Invasive Red Swamp Crayfish

I spent the day working with Stephanie, and we are in the process of obtaining permits to construct a nontidal wetland abutting the fresh tidal Chicamuxen Creek.  Part of our wetland hydrology will tie-into a sweetbay magnolia sand and gravel bench seep.  As we walked through the fresh tidal buffer, a rarely used roadway, mowed field and seep swamp, we were quite surprised at the number of Red Swamp Crayfish (Procambarus clarkii) that we saw.  They were everywhere, probably in excess of sixty 5-inch, adult individuals.

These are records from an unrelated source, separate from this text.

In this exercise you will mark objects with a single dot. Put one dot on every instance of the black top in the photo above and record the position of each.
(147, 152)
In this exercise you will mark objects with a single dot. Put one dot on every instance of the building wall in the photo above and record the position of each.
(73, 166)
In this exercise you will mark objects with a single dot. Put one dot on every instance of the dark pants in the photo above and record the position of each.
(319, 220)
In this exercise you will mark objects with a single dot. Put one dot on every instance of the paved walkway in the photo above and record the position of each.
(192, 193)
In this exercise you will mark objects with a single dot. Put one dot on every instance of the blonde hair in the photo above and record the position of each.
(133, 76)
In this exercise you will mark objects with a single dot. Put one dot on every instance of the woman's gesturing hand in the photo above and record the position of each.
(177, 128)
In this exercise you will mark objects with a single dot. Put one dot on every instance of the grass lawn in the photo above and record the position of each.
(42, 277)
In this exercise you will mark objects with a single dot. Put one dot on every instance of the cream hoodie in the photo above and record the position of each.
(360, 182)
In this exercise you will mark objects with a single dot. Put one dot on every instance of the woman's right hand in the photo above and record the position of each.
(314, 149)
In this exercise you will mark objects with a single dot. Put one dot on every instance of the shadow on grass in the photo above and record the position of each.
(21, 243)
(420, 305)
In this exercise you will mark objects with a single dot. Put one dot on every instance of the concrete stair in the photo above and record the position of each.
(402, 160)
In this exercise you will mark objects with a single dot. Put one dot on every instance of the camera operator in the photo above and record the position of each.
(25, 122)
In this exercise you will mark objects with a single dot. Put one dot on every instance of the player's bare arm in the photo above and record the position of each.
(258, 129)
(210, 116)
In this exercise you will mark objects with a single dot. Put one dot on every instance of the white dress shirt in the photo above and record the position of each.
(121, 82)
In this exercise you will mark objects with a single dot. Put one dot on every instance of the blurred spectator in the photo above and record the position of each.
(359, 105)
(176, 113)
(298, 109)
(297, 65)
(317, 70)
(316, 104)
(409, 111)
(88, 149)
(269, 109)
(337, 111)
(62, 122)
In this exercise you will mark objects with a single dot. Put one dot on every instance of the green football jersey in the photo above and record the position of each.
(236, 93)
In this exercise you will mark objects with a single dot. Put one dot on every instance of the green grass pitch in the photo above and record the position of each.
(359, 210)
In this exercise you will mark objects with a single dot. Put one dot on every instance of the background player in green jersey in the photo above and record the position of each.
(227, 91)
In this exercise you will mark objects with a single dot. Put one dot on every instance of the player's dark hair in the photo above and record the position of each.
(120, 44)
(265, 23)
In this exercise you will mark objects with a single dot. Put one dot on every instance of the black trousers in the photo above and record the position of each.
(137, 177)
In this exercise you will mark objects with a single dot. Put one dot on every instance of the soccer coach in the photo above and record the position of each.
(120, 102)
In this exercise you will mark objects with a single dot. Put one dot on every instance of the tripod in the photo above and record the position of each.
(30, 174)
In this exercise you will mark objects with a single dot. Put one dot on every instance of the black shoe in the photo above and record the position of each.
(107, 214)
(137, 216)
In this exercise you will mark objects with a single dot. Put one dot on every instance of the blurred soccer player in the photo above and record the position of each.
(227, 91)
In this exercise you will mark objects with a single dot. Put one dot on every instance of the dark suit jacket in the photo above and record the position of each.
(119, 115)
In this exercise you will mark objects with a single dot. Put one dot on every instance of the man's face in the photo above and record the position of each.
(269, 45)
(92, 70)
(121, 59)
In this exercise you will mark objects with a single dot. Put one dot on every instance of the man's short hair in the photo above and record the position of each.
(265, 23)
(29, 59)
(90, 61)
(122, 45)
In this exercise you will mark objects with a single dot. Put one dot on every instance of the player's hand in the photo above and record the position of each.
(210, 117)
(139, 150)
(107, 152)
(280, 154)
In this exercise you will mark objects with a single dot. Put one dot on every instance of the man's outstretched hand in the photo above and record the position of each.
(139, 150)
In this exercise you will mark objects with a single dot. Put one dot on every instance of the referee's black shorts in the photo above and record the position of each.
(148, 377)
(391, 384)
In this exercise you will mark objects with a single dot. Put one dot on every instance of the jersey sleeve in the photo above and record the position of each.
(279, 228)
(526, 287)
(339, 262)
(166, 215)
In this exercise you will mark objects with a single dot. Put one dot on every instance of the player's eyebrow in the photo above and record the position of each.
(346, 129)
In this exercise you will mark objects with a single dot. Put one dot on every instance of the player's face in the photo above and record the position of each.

The Red Swamp Crayfish is native to the United States, but originally confined to the lower Mississippi River and Gulf Coast, primarily Louisiana.  These are the famous edible crayfish of the Louisiana Crawfish Boil.  Although native, they are not endemic to Maryland, and are considered an introduced invasive.


Fourteen crayfish species are known to occur in Maryland.  Five are introduced, non-native species.  Of the five introduced species, the red swamp crayfish are particularly invasive and can alter species composition, food webs and habitat in aquatic ecosystems.  These crayfish have only been in Maryland for the last decade or so, and primarily came from the release of live crayfish used as bait for fishing.


The most obvious impact of invasive crayfish in Maryland has been the concomitant declines in native crayfish species.  The Red Swamp and a few others such as the Rusty and Virile Crayfish tend to quickly colonize a new area and become abundant.


Invasive crayfish are known to adversely affect stream insects, mussels, snails, amphibians, reptiles, fish and sport fisheries, and alter community structure and function of aquatic ecosystems.


Once an invasive crayfish is introduced into an aquatic system, it is impossible to eradicate it without harm to native crayfish and other non-target species.  Since eradication is impossible without harming other species, preventing introductions is the one effective way to halt the spread of invasive crayfish.


The Red Swamp Crayfish now occupies Charles and Prince George’s County on the western shore and parts of Dorchester, Worcester and Queen Anne Counties on the eastern shore.


The Red Swamp’s can be found in creeks, swamps, ditches, rivers and ponds with muddy or sandy substrate, and can be found among woody debris, aquatic vegetation and detritus.

Based on today’s observations, these crayfish have great vision.  They tracked our movements, and every time we got close, they went into a defensive posture, with claws-up and ready to fight.  If I was a River Otter, I’d be all over this site for some serious snacking!


I laid down in the road to take this photo of a walker.  Swamp Red’s can live up to 5-years old and tolerate the slightly saline brackish water of the Chicamuxen and Potomac River.  They will eat largemouth bass eggs, and largemouth bass will eat Red Swamp’s!  Note the characteristic carapace, claws and back covered in rough-textured tubercles (bumps).  Everywhere we looked, in the lawns, roads, terrestrial side slopes, wetlands and waters, we saw Red Swamp’s, with more than not orienting toward going to the fresh tidal river water of the Chicamuxen.  What a sight!  Local migration?


The arrow arum and pickerelweed in the river were dying back and signs of early autumn were apparent.  The Virginia Creeper, Parthenocissus quinquefolia, was bright red, as it draped over swamp edge trees.


Winterberry, Ilex verticillata, grew along with sweetbay and highbush blueberry along the banks.  With some leaves turning and already fallen, the striking berries of the winterberry were beginning to show.


The Possumhaw, Viburnum nudum is the most obligate (OBL) wetland Viburnum, and typically grows well into the wetter portions of a swamp.  We saw some plants with red, white and blue berries!


The only flowering plant along with aster that was in bloom on our site today was the Wild Ageratum (aka Blue Mistflower), Eupatorium coelestinum.


Smooth Alder (Alnus serrulata) was the dominant wetland shrub on the site.


Portions of the steep, sandy side slopes had patches of Trailing Arbutus (Epigaea repens).


Trailing Arbutus is uncommon, and has a beautiful early spring flower, white, with sometimes pink tones and quite fragrant.  Great day in the field!